It barely got off the ground. The Phase 1 trial, called POINT-HD, had enrolled just three participants when Roche halted it. New animal studies showed the drug simply couldn't be given repeatedly over the long term. For a disease that lasts decades, a drug you can't take chronically is a non-starter.
Roche stressed that the two failures were "independent, data-driven events" that just happened to land at the same time. Cold comfort for patients and families who watched their best hope evaporate twice in a single announcement.
Roche's Huntington's collapse isn't an isolated incident. It fits a grim pattern across CNS gene-silencing programs in recent years.
In ALS, Biogen's BIIB078 targeting the C9orf72 gene showed target engagement by reducing CSF dipeptide repeat proteins, but key biomarkers like neurofilament light chain (NfL) actually worsened at higher doses, tissue-level pathology was not meaningfully reduced, and the drug missed on clinical outcomes. Wave Life Sciences' WVE-004 similarly failed to translate into clinical benefit. Even tofersen, the one ASO that made it to FDA approval for a rare form of ALS, technically failed its primary clinical endpoint in Phase 3; it squeaked through on biomarker evidence and desperate unmet need.
The recurring theme is uncomfortable: these drugs do what they're designed to do biologically, yet the patients don't get better. It's like acing every practice exam and still bombing the final. Something fundamental is getting lost in translation.

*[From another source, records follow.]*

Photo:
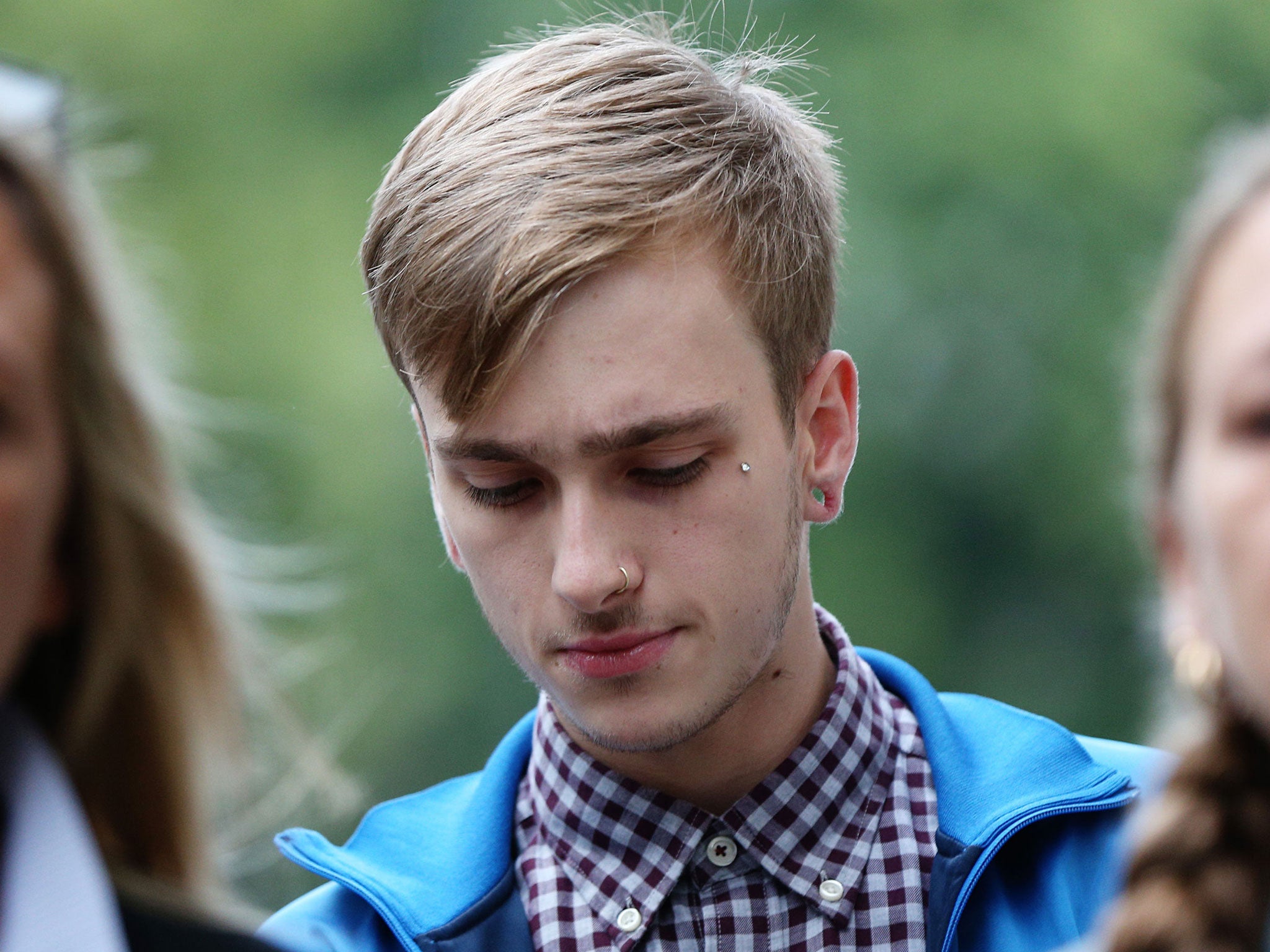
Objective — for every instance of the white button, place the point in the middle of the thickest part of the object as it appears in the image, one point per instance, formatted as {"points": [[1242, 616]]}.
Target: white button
{"points": [[722, 851], [629, 919]]}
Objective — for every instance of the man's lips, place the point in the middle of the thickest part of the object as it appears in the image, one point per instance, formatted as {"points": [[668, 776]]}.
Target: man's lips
{"points": [[618, 653]]}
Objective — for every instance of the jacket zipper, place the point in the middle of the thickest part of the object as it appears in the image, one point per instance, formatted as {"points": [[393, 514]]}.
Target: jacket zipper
{"points": [[1000, 839]]}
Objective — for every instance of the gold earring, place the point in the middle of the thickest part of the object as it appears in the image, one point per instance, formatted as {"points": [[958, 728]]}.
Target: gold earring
{"points": [[1198, 666]]}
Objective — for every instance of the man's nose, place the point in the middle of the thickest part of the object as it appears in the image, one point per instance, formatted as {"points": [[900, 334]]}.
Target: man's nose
{"points": [[588, 566]]}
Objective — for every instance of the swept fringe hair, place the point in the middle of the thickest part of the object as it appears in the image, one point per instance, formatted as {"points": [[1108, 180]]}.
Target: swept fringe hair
{"points": [[1201, 878], [598, 141]]}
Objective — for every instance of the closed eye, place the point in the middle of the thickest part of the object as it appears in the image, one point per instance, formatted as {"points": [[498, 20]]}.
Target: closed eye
{"points": [[502, 496], [672, 477]]}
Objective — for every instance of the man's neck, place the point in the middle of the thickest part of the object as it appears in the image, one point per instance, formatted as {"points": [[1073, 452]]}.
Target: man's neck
{"points": [[717, 767]]}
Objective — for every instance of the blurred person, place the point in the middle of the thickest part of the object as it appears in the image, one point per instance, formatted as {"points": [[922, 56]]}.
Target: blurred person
{"points": [[1201, 875], [603, 268], [115, 658]]}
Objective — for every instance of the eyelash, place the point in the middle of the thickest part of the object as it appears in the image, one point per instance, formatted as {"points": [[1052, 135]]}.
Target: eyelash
{"points": [[659, 480]]}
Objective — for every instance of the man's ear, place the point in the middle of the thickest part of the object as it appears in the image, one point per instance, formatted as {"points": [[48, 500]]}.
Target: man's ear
{"points": [[827, 431], [451, 549]]}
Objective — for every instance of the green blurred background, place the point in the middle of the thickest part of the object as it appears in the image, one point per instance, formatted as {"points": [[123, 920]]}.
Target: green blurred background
{"points": [[1013, 173]]}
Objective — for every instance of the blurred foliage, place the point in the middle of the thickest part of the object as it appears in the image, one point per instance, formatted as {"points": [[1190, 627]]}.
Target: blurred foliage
{"points": [[1013, 172]]}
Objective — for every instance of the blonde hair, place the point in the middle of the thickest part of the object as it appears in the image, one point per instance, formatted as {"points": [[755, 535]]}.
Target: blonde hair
{"points": [[554, 159], [138, 685], [1199, 879]]}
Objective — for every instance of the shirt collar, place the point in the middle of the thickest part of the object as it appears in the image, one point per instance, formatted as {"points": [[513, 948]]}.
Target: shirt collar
{"points": [[55, 891], [620, 842]]}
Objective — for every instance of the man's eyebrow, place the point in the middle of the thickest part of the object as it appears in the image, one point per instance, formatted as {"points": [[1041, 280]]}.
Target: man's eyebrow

Experts point to several culprits. Getting ASOs deep into brain tissue through repeated spinal injections is imprecise and invasive. Higher doses improve delivery but also trigger inflammation, including serious events like myelitis and meningitis in some trials. And intervening after neurodegeneration has already taken hold may simply be too late, like trying to un-burn a building.
Roche's exit leaves Huntington's without its biggest pharma backer, but it doesn't leave the field empty. A handful of companies are pressing forward with different approaches.
uniQure has the most advanced alternative: AMT-130, a one-time gene therapy delivered directly to the brain via an engineered virus carrying a micro-RNA that silences huntingtin. Unlike ASOs, it doesn't require chronic spinal injections. In June 2026, the FDA signaled that uniQure's three-year Phase 1/2 data could serve as the primary basis for accelerated approval. The company has already stacked up Fast Track, Orphan Drug, Breakthrough Therapy, and RMAT designations.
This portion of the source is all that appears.